Pence's emails became a subject of controversy when the Star disclosed in March that he had used a personal AOL account to conduct state business, sometimes discussing sensitive security issues. The issue drew comparisons with Democrat Hillary Clinton's use of a private email account and server while secretary of State.

Pence's office dismissed any comparison as "absurd."

Cyber-security experts said Pence's use of a personal account raised concerns about whether sensitive information was adequately protected from hackers, given that personal accounts like Pence's are typically less secure than government email accounts.

In fact, Pence's personal account was actually hacked last summer.

The personal account also garnered criticism from advocates for open government because personal emails aren't immediately captured on state servers that are searched in response to public records requests.

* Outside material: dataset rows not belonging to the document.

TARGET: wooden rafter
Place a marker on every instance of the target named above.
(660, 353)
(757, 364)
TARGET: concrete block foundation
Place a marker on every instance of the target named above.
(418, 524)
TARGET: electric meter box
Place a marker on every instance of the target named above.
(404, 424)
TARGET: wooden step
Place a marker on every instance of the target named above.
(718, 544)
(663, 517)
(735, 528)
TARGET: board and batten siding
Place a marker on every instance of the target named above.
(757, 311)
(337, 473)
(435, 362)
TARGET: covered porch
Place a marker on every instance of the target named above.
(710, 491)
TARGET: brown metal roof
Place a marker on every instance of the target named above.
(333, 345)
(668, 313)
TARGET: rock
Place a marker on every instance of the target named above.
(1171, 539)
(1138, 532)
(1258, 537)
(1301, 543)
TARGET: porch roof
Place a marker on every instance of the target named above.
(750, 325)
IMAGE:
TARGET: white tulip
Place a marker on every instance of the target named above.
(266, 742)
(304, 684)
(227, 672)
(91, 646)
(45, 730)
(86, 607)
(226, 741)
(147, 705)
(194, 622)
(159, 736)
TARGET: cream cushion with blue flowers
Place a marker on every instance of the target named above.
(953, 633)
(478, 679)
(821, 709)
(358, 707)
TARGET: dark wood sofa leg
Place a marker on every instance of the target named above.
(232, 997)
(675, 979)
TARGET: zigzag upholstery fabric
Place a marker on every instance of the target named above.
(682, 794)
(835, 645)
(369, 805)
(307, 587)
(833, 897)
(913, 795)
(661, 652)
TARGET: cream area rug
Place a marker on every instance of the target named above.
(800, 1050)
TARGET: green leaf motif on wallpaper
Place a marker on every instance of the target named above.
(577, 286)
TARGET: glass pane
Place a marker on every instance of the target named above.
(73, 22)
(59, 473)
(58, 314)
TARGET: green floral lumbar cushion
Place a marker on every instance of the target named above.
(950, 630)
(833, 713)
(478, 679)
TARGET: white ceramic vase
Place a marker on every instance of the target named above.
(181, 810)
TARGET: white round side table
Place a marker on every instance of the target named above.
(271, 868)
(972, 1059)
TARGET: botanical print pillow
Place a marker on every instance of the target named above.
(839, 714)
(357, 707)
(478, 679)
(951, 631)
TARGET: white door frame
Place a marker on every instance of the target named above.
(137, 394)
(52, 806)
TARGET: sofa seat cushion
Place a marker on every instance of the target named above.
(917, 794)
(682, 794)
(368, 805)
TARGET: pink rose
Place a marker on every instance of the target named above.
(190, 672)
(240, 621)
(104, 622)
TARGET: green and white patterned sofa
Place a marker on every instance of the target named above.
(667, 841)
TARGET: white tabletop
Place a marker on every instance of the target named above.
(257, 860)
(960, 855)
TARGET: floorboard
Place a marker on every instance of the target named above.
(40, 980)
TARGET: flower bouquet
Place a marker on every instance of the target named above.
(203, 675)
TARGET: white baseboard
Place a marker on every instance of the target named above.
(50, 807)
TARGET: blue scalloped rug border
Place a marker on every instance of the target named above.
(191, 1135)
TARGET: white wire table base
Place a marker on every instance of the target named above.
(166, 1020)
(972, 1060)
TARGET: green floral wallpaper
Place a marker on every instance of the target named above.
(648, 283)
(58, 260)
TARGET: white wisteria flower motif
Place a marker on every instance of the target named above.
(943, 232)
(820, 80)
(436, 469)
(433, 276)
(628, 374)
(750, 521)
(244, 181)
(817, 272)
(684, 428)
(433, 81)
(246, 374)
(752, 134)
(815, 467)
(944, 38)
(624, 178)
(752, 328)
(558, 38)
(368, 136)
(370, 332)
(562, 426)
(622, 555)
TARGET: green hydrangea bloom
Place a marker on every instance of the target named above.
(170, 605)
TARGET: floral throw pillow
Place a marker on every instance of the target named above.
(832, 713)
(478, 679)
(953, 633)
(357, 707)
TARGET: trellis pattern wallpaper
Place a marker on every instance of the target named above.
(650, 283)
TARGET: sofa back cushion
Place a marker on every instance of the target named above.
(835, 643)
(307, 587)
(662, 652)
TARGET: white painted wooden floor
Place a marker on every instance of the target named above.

Attorneys for Pence turned over 13 boxes of emails to the state on the same day the Star’s story broke.

His spokesman, Marc Lotter, said at the time additional emails from Pence's AOL account would also be provided to the state pending a legal review by Pence's attorneys, but so far none have been.

The review is being handled by Barnes and Thornburg, an Indianapolis law firm led by one of Trump's top campaign fundraisers, Bob Grand.

Grand did not immediately return a message from the Star on Friday.

Indiana law requires public agencies to fulfill or reject record requests within a "reasonable time," but that phrase is not defined.

Indiana Public Access Counselor Luke Britt said Friday a number of factors, including the size of the request and the staffing level of the agency, determine what constitutes a reasonable time.

Gerry Lanosga, an Indiana University professor and past president of Indiana Coalition for Open Government, said the delays in releasing Pence's emails are troubling.

"That’s a big-time lag and that’s not a reasonable time for records request to be fulfilled," he said. “I think it’s pretty clear that there is some foot-dragging going on here."